The result is a collection of more than 850 landscape terms. From bestselling authors like Jon Krakauer and Charles Frazier to lesser-knowns such as Luis Verano and Eva Saulitis, more than 45 writers from throughout the United States provide definitions that offer not just explanations but colorful histories of each geographic term’s evolution, idiosyncratic background information and, often, quotations from literature in which they appear.

There are enough New Mexico-centric terms to keep a Southwestern reader entertained, including the more well-known
acequia , the definition of which includes the word’s derivation from the Arabic al-saqiya , which means water conduit, and cienega (swamp). Also included is paraje (stopping place), Luis Alberto Urrea’s definition of which includes this fascinating story, quoted from Sharyl Holden in Traveling in New Mexico :

The trail [between Las Cruces and Socorro] was first blazed by Oñate in 1598. His notes say the group suffered terribly for lack of water until someone’s dog appeared with wet paws. The travelers followed the dog to temporary water where the animals and people relieved their thirst. Known from then on as los Carchos del Perrillo, ‘the puddles of the little dog,’ it became a paraje.

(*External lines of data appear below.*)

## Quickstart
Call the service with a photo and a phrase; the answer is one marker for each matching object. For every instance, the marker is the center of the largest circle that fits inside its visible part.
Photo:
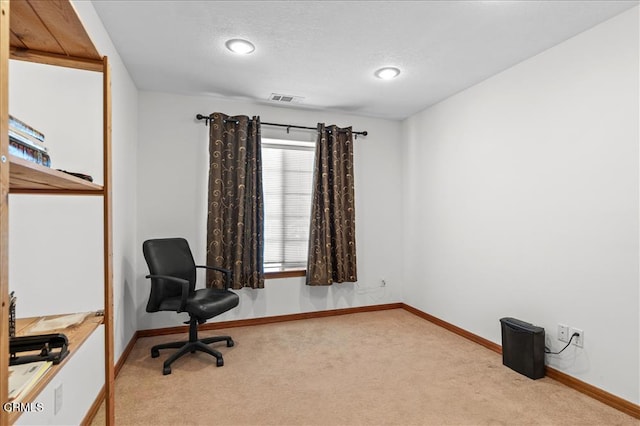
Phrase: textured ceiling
(326, 51)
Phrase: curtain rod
(288, 126)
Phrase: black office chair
(173, 280)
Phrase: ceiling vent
(286, 99)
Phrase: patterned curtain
(235, 220)
(332, 238)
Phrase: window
(287, 176)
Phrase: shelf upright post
(4, 209)
(109, 382)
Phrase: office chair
(173, 280)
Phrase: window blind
(287, 176)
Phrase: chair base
(190, 346)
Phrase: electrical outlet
(579, 339)
(57, 399)
(563, 333)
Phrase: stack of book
(27, 142)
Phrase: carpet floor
(377, 368)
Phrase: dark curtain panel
(332, 237)
(235, 220)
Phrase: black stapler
(51, 347)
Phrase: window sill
(286, 273)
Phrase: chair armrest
(184, 284)
(228, 275)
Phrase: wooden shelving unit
(76, 335)
(50, 32)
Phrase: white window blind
(287, 177)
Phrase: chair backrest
(168, 256)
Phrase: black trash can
(523, 347)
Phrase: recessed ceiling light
(240, 46)
(387, 73)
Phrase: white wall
(172, 188)
(55, 262)
(522, 201)
(124, 124)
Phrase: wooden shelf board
(50, 26)
(28, 176)
(76, 335)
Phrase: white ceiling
(327, 51)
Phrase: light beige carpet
(379, 368)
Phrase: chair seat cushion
(204, 303)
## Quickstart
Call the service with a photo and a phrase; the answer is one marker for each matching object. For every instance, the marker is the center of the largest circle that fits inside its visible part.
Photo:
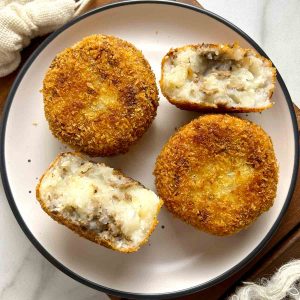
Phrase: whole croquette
(218, 173)
(100, 95)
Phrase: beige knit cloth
(22, 20)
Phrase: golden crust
(185, 104)
(81, 230)
(100, 95)
(218, 173)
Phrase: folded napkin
(284, 284)
(22, 20)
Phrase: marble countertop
(25, 274)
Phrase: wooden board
(284, 245)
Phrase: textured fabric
(284, 284)
(22, 20)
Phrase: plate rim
(61, 266)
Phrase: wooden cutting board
(285, 243)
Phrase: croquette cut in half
(218, 173)
(216, 77)
(98, 202)
(100, 95)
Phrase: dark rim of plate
(59, 265)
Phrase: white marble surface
(25, 274)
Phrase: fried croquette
(98, 202)
(217, 78)
(218, 173)
(100, 95)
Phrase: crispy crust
(204, 107)
(90, 235)
(100, 95)
(192, 173)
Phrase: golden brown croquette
(100, 95)
(218, 173)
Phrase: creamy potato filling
(100, 199)
(233, 77)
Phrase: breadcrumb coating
(100, 95)
(218, 173)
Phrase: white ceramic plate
(178, 259)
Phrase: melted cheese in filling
(235, 78)
(99, 198)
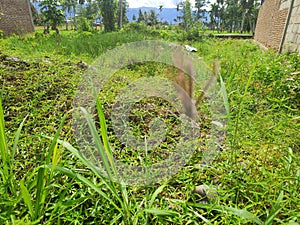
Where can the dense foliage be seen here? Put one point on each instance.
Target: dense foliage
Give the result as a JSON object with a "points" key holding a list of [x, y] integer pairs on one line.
{"points": [[257, 175]]}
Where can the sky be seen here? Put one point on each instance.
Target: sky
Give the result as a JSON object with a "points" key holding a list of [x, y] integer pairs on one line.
{"points": [[156, 3]]}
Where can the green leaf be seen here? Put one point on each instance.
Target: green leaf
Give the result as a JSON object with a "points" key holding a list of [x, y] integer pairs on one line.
{"points": [[153, 197], [224, 95], [160, 212], [275, 210], [27, 198], [242, 213]]}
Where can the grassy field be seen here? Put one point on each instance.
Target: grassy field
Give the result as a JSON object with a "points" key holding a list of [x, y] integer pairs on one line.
{"points": [[256, 175]]}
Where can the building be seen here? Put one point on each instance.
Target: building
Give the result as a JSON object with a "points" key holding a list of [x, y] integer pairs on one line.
{"points": [[278, 25], [15, 17]]}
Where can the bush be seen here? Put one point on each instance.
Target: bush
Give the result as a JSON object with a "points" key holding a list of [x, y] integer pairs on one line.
{"points": [[84, 24]]}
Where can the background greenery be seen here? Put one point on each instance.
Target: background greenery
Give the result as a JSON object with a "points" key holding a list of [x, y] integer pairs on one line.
{"points": [[257, 174]]}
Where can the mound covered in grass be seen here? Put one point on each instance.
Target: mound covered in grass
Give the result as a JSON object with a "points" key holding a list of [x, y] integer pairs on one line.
{"points": [[255, 178]]}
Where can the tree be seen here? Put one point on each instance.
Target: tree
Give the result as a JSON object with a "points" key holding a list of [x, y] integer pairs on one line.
{"points": [[199, 5], [53, 14], [120, 14], [214, 16], [133, 17], [70, 6], [141, 16], [108, 9], [186, 8], [152, 18]]}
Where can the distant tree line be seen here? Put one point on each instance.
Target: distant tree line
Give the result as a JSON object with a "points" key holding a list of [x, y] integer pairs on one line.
{"points": [[229, 15], [112, 13]]}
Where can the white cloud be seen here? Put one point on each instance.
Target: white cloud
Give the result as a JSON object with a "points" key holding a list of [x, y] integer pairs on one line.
{"points": [[153, 3], [157, 3]]}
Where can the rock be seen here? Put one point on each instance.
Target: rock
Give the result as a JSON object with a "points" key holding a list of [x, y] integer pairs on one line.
{"points": [[191, 49], [208, 193], [82, 65]]}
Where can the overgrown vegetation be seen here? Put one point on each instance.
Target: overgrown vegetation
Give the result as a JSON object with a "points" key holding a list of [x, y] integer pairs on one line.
{"points": [[257, 174]]}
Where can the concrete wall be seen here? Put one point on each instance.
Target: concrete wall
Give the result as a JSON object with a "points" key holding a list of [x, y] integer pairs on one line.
{"points": [[292, 38], [15, 17], [271, 23], [278, 25]]}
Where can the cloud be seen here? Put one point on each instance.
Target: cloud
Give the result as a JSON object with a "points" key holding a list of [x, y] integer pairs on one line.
{"points": [[153, 3], [157, 3]]}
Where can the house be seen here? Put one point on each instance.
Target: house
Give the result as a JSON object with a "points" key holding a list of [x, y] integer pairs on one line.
{"points": [[15, 17], [278, 25]]}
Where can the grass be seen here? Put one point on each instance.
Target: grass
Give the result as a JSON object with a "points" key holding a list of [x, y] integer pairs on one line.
{"points": [[46, 181]]}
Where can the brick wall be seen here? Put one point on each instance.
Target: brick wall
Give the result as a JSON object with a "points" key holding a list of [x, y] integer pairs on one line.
{"points": [[271, 22], [292, 38], [15, 17]]}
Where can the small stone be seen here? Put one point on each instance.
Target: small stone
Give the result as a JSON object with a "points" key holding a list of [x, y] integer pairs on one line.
{"points": [[207, 193]]}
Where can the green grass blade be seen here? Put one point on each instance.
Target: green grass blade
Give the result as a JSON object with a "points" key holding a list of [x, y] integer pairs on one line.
{"points": [[17, 137], [3, 145], [242, 213], [276, 209], [225, 96], [98, 143], [27, 198], [88, 183], [104, 135], [161, 212], [89, 165], [54, 140], [157, 192], [40, 192]]}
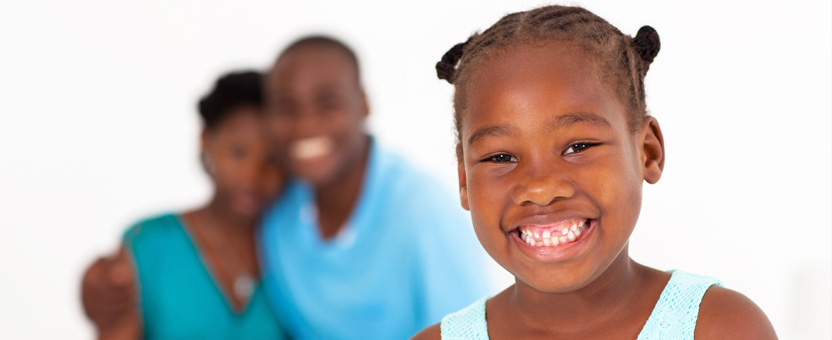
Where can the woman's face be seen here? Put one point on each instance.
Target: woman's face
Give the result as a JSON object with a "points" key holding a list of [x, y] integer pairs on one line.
{"points": [[238, 160], [550, 171]]}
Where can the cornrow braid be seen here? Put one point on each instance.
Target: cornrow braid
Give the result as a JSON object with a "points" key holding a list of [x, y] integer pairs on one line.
{"points": [[623, 59]]}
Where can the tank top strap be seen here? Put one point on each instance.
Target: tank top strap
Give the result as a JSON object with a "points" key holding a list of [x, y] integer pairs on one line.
{"points": [[675, 314], [466, 324]]}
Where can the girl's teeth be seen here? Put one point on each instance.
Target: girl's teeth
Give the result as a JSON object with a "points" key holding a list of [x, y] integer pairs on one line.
{"points": [[548, 238]]}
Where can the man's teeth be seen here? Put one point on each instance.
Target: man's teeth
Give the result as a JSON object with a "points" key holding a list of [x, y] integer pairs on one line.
{"points": [[549, 238], [311, 148]]}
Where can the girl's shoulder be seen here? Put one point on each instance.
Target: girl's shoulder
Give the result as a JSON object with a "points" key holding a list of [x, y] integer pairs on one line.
{"points": [[727, 314], [467, 323], [432, 332]]}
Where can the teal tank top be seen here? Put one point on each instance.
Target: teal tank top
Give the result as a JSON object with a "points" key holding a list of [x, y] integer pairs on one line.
{"points": [[673, 317], [178, 296]]}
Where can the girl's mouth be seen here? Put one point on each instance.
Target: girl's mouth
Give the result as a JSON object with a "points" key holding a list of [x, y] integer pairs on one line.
{"points": [[554, 242], [557, 234]]}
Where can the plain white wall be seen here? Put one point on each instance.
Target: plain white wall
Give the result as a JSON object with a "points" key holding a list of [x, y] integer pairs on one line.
{"points": [[98, 128]]}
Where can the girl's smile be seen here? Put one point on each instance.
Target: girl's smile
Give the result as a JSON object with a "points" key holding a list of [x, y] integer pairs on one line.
{"points": [[551, 169], [554, 241]]}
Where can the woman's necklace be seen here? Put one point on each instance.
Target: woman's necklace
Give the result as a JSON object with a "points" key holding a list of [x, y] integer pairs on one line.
{"points": [[243, 281]]}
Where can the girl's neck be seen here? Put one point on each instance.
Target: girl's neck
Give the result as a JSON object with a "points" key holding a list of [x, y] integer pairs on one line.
{"points": [[615, 292]]}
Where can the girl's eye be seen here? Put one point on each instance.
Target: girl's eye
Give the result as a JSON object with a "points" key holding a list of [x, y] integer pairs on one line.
{"points": [[501, 158], [238, 152], [578, 147]]}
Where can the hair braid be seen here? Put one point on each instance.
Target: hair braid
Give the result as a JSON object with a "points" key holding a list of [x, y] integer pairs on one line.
{"points": [[624, 60]]}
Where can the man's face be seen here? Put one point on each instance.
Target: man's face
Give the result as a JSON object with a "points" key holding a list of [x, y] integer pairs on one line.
{"points": [[315, 112]]}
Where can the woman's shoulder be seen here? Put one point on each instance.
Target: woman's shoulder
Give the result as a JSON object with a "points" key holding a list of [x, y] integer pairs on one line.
{"points": [[727, 314], [152, 227]]}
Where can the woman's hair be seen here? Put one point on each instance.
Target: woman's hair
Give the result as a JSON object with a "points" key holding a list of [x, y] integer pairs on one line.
{"points": [[231, 91], [623, 60]]}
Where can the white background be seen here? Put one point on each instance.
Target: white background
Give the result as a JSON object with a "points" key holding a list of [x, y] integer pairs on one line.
{"points": [[98, 128]]}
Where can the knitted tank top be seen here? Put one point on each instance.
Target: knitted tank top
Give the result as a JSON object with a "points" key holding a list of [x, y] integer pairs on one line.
{"points": [[673, 317]]}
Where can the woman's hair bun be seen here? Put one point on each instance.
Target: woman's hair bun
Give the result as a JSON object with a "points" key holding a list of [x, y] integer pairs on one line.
{"points": [[647, 43]]}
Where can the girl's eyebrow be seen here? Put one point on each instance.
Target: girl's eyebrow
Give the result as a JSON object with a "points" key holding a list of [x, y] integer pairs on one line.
{"points": [[578, 118], [490, 131], [569, 119]]}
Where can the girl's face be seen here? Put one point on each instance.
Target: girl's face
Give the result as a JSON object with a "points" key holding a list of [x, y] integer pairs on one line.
{"points": [[245, 176], [550, 171]]}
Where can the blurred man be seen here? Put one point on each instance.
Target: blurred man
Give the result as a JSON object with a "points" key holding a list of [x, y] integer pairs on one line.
{"points": [[361, 245]]}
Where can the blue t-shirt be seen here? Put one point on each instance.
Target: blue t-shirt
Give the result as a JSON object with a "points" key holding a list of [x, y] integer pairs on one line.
{"points": [[406, 256], [178, 296]]}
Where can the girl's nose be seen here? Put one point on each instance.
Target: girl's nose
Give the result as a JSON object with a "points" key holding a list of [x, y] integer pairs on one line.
{"points": [[542, 185]]}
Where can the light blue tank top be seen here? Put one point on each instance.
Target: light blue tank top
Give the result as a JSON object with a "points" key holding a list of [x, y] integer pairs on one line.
{"points": [[178, 296], [673, 317]]}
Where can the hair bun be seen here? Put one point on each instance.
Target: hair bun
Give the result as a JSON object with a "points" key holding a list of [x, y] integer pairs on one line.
{"points": [[647, 43], [446, 68]]}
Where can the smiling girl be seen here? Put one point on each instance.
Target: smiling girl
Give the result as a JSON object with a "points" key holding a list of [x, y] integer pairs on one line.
{"points": [[554, 143]]}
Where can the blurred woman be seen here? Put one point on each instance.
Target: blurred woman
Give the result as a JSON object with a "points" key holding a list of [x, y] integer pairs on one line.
{"points": [[194, 274]]}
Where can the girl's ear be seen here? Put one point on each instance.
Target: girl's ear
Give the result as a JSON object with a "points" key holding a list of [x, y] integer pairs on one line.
{"points": [[203, 140], [463, 183], [652, 150]]}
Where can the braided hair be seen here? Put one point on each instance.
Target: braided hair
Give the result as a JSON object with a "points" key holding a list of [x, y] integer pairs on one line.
{"points": [[623, 59], [231, 91]]}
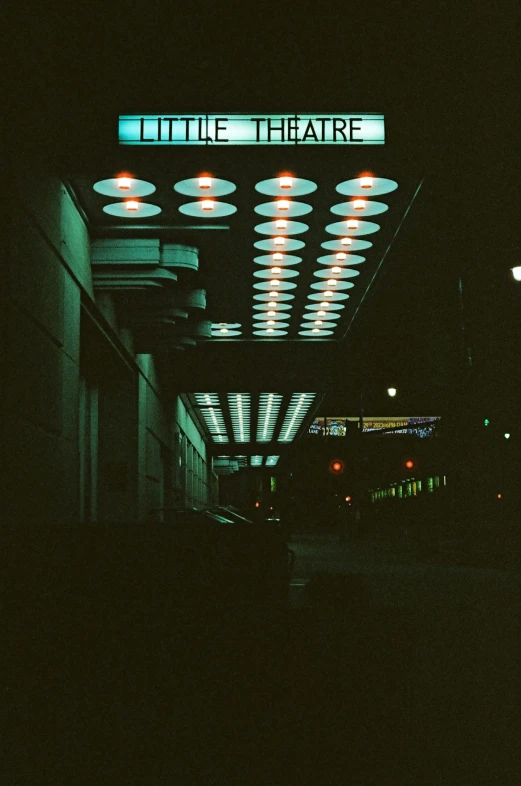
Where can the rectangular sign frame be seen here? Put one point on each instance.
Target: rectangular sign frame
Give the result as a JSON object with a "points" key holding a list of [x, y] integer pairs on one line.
{"points": [[242, 129]]}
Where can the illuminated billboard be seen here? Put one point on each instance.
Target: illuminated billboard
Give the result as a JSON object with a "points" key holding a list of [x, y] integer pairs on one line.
{"points": [[337, 426]]}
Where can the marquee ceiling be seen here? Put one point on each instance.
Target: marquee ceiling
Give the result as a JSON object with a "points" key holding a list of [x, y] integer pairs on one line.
{"points": [[289, 239]]}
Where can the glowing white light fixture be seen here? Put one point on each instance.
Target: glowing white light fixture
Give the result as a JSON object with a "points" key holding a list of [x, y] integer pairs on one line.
{"points": [[297, 408], [269, 405], [239, 404]]}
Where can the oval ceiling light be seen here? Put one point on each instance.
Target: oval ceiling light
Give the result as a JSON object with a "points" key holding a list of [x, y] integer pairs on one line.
{"points": [[226, 333], [323, 286], [332, 259], [229, 325], [345, 272], [283, 208], [271, 315], [197, 186], [287, 260], [315, 333], [314, 315], [272, 305], [124, 187], [321, 325], [207, 208], [281, 297], [281, 286], [143, 209], [324, 304], [281, 226], [273, 244], [363, 228], [348, 208], [270, 333], [339, 245], [359, 186], [298, 187], [282, 273], [270, 324], [333, 297]]}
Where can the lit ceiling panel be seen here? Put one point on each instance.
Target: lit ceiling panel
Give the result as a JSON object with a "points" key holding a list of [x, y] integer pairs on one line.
{"points": [[296, 412], [239, 405], [269, 406]]}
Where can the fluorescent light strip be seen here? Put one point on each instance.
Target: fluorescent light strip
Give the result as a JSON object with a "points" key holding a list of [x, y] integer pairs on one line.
{"points": [[269, 405], [298, 406], [209, 406], [239, 404]]}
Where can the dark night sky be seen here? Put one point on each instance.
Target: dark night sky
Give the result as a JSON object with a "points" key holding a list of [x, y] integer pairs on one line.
{"points": [[446, 75]]}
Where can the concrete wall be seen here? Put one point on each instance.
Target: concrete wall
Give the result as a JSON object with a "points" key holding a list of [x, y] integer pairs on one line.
{"points": [[89, 432]]}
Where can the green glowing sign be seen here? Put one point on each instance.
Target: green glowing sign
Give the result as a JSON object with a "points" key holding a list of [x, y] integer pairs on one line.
{"points": [[232, 129]]}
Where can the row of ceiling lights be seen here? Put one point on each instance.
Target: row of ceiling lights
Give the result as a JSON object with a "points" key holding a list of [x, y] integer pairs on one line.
{"points": [[240, 411]]}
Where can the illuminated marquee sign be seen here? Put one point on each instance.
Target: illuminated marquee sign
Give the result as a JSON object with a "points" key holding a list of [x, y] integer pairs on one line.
{"points": [[251, 129]]}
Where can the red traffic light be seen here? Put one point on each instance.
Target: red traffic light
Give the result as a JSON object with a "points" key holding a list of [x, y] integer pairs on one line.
{"points": [[336, 466]]}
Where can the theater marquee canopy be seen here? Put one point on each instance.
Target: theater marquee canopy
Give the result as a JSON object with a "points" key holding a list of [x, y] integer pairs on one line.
{"points": [[288, 218]]}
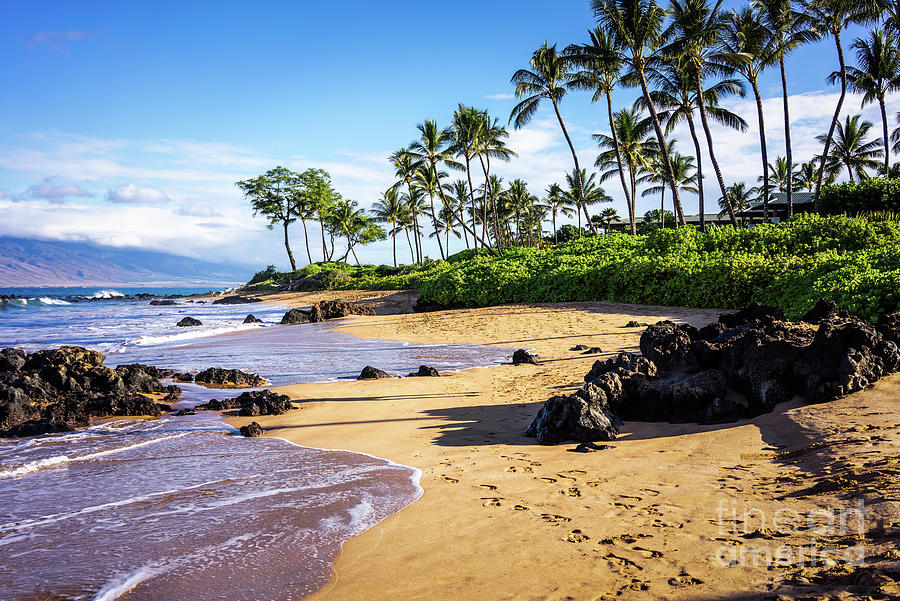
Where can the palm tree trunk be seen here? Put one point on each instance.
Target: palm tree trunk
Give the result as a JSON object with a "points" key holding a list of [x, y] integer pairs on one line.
{"points": [[762, 147], [306, 239], [578, 180], [712, 155], [628, 200], [679, 212], [887, 144], [837, 114], [699, 159], [287, 247], [787, 138]]}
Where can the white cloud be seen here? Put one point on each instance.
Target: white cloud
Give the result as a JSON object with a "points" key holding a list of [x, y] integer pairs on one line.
{"points": [[134, 194], [50, 189]]}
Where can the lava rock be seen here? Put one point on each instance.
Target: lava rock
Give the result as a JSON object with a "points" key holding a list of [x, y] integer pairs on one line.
{"points": [[228, 378], [523, 356], [426, 371], [571, 417], [251, 430], [372, 373]]}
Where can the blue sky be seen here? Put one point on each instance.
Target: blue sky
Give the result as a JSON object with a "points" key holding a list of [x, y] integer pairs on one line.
{"points": [[128, 123]]}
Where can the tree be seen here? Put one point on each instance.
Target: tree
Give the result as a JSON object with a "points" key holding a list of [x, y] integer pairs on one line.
{"points": [[557, 204], [788, 32], [851, 149], [697, 28], [271, 195], [636, 26], [550, 78], [602, 64], [747, 33], [878, 74], [390, 210], [829, 18]]}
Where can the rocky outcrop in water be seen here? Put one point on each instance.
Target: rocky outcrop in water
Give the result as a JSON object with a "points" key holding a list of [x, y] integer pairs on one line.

Spanish language words aren’t the only New Mexico terms covered, however: There are the Navajo
tseghiizi and tsegi (respectively, rock fissure and rock canyon), as defined by Terry Tempest Williams and Arthur Sze, and the more Anglocentric “run-around” (handmade dike) and “tailings pile.”

Similarly colorful terms are indigenous to every geographical area, from the Hawaiian “Pele’s tears” (solid drops of volcanic glass) to the New England “sugarloaf,” bowl-shaped hills and small mountains shaped just like the pointed cakes.

Lopez notes that land, nature and a sense of place are particularly important to American writers. “For four hundred years … writers in American have been … creating a literature … set apart [by] the degree to which landscapes and seascapes loom in it … . The land is very important to us, it’s central to our sense of identity, no matter where we live … . I hope the book inspires people to look more deeply into the question of why a particular place matters to them … .
Home Ground explores a vocabulary that gives us a sense of belonging.”